Bevor ich aber genau danach fragen konnte, erkundigte er sich bereits nach meinen Plänen. "Tja, also um ehrlich zu sein, habe ich mir da noch nicht so viele Gedanken gemacht.", musste ich zugeben und unterdrückte ein Schulterzucken. "In Alexandria", nahm ich die nächsten Fragen gleich mit in meine Antwort auf, "da konnte ich einen ganzen Tag auf den Märkten verbringen und die vielen Stoffe, Kleider, Schmuckstücke und alles, was die Modewelt sonst noch zu bieten hat, ansehen, probieren und kaufen. Mit meinen Freundinnen zusammen war ich oft am Hafen, wo wir dabei zugesehen haben, wie die vielen Schiffe aus der ganzen Welt be- und entladen wurden.", wobei es uns aber natürlich viel mehr um die jungen Seeleute ging, denen wir gerne beim Arbeiten zusahen. "Natürlich kenne ich auch den Tempel der Musen direkt an der Agora. Da saßen wir auch manchmal zusammen und haben...." den Denkern unserer Zeit beim Denken zugeschaut und uns prächtig über somanchen weltfernen Fachidioten amüsiert. "äh, ein bisschen gelesen. Mit Caius, also mit meinem Papa, und Laevina war ich auch regelmäßig im Theatron und freitags, da bin ich mit meinen Freundinnen fast immer in den Thermen gewesen. Und dann wurde auch immer ganz viel gefeiert bei uns oder anderen.", erzählte ich mit einem begeisterten Leuchten in den Augen, das wohl nur eine verwöhnte Rittersenkelin haben konnte. Wenn ich mich auch an die ganzen Kostüme zurückerinnerte, die ich so getragen hatte.... Kleopatra war ich gewesen, Aphrodite, Isis, Tyche und Nike, und so viele mehr. Deshalb meinte ich auch, dass ich mich in der Götterwelt trotz meines grundlegenden Desinteresses für dieses Thema ganz gut auszukannte.
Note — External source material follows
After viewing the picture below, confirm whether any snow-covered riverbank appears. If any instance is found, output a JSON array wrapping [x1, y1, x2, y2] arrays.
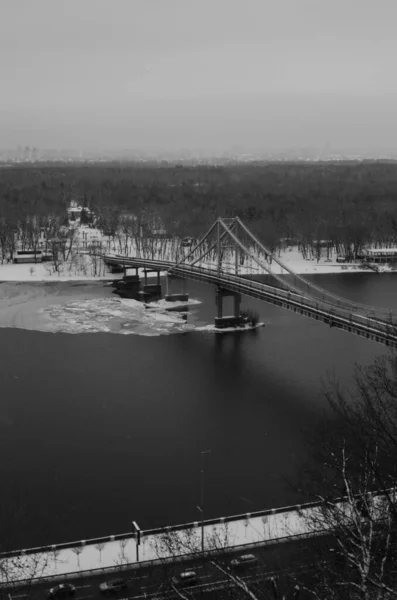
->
[[0, 248, 394, 283]]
Ob Alexandria wirklich so prächtig war? "Alexandria ist prächtiger, prächtiger als man es erzählen könnte. Es ist so groß und überall sind Menschen aus den verschiedensten Teilen der Welt, die die unterschiedlichsten Sprachen sprechen und sich dennoch verstehen. Der Handel blüht dort nicht, er wuchert geradezu. Also, wenn nicht gerade soein Krieg herrscht." Das dämpfte meinen Erzählfluss etwas, denn der fehlende Warenabsatz nach Rom hatte dazu geführt, dass die Händler auch weniger eingekauft hatten, sodass das Einkaufen schneller langweilte. "Insgesamt könnte man wohl sagen, dass man die Stadt nicht ansehen oder besuchen, sondern sie einfach nur erleben kann. Ich habe gehört, dass nur Rom noch größer sein soll.", meinte ich abschließend. Ich konnte nur hoffen, dass da auch ein Fünkchen Wahrheit dran war, nachdem die Ewige Stadt ja nun mein nächstes Ziel und wahrscheinlich mindestens für die nächsten Jahre mein neues Zuhause sein würde.
Thematisch also wieder in Italia, nutzte ich meine Chance: "Und über dich habe ich ja gehört, dass du hier Aedil bist. Dann willst du bestimmt auch einmal Consul von Ostia werden, oder?" Ich musste ja wissen, was meine Verwandten so trieben, damit ich mich immer an den richtigen wenden konnte, wenn ich etwas wollte. So lag auch meine nächste Frage gleich auf der Hand: "Und wohnen eigentlich noch mehr Verwandte meiner Mutter hier oder in Rom und widmen sich der Politik?" Unabhängig von der Antwort wollte ich die Leute natürlich gerne mal kennenlernen, die fortan nun also in meiner näheren Umgebung lebten und potenziell durch mich beeinflussbar sein könnten.